Better safe than sorry is a time-worn adage that seems antiquated and cliché in today’s world where everything seems to be high-tech and high speed with the only goal being instant gratification.
Yet when your life is on the line, the saying isn’t only something to take to heart, but it’s literally the foundation of survival.
Not long ago, a young Atlanta woman was sitting in her living room while enjoying a dish of ice cream.
Before she knew it, two masked intruders barged into her home, beat her, threw a blanket over her and shot her in the head.
She survived, but the experience not only changed her life, but changed her perceptions of home defense as well.
The victim was an active member of the concealed carry community. She owned two guns and was trained in self-defense techniques. She had reviewed home invasion scenarios over and over in her mind and how she would react. Unfortunately on the night of the attack, her shotgun stood loaded in her bedside safe and her handgun was out of reach in the glove compartment of her car.

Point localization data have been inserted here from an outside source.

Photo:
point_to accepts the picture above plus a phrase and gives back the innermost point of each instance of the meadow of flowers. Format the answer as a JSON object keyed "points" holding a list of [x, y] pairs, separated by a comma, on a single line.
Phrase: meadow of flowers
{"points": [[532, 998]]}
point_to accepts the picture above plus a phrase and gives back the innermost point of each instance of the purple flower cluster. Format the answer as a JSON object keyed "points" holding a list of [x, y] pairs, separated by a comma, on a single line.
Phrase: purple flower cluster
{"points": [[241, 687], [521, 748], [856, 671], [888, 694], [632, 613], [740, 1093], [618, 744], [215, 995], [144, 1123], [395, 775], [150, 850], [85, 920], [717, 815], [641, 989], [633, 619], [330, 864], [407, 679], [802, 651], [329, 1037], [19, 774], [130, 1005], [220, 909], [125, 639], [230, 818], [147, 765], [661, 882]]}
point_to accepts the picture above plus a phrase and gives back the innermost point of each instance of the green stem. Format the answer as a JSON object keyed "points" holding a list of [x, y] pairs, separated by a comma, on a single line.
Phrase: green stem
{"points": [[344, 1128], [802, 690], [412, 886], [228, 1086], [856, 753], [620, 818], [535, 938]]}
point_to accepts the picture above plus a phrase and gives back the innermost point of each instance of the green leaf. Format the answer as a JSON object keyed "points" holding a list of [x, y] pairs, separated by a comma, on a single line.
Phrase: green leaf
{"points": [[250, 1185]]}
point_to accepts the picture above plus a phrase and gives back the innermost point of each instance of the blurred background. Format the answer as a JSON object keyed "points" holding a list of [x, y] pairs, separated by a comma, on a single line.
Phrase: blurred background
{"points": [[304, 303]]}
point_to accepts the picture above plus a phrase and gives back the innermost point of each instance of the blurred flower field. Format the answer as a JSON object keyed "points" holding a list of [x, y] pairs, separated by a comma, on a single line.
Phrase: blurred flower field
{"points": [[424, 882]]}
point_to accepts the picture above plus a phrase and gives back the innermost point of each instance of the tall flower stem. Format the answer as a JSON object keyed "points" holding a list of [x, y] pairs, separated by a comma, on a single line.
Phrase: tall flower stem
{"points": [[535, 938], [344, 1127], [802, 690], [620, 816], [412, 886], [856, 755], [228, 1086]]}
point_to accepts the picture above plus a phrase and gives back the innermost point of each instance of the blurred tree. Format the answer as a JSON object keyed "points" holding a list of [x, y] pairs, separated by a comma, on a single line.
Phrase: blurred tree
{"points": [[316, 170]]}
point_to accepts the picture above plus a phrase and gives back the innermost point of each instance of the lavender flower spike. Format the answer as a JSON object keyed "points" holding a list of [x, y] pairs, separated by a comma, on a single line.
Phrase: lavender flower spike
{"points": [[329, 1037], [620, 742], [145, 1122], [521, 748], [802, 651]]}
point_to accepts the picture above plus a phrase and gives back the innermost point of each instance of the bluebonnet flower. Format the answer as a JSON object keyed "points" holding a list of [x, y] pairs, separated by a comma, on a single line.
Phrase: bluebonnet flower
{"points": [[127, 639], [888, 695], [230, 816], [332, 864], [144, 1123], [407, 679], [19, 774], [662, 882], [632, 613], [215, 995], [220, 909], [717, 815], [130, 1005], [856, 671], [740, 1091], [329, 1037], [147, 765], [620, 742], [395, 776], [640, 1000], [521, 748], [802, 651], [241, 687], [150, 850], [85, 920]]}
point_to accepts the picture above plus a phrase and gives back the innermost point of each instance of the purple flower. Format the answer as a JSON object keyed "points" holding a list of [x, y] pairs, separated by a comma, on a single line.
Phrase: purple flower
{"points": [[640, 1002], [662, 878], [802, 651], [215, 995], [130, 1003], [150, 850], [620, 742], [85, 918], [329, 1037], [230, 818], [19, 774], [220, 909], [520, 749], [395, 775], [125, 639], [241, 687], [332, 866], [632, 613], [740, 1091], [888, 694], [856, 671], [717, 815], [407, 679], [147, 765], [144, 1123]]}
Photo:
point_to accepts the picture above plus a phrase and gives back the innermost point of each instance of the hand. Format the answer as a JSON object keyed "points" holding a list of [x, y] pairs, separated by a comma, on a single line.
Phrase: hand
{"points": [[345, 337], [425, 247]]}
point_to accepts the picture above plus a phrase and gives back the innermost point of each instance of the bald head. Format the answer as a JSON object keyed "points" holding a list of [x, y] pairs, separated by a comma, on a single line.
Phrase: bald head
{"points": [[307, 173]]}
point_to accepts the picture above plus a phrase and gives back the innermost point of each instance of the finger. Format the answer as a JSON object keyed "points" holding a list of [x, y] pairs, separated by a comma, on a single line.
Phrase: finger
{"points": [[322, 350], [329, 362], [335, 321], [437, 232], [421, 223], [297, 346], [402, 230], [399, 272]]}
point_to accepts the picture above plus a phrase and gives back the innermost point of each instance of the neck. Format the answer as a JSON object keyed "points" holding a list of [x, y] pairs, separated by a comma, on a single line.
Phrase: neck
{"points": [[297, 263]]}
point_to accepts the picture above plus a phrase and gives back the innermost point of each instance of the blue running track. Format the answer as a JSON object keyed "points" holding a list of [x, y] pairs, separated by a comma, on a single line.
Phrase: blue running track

If that wasn’t bad enough, she’d made another mistake that had gone overlooked until that evening. The weather was nice and she opened the house up to get rid of recycled AC air. In the victim’s own words, this gave the thugs “perfect access.”
Author Rick Sapp discusses the issue of letting down your guard in his article “Ice Cream Readiness” on USConcealedCarry.com:
“It doesn’t matter how much training you have, whether you typically carry inside your belt or in your purse, or what caliber you prefer. If you can’t reach your gun when you need it, you might as well be sitting there eating ice cream and petting the dog.” (Read more at USConcealedCarry.com)
In this case, the victim was able to escape and make her way to safety through nearby woods, but she will be scarred physically and emotionally for the remainder of her days from an event that could have been preventable. If the intruders had encountered a secured home, they would have made enough noise for the victim to get her gun, or most likely, would have moved on to an easier target.
Time-worn or not, being safe instead of sorry is common sense for the concealed carry community. Keeping the handgun secured in a holster is a much better option than the glove compartment. Having the weapon within easy reach eliminates the possibility of a panicked scramble through the house in search of another weapon or worse, an assault you could have fended off otherwise.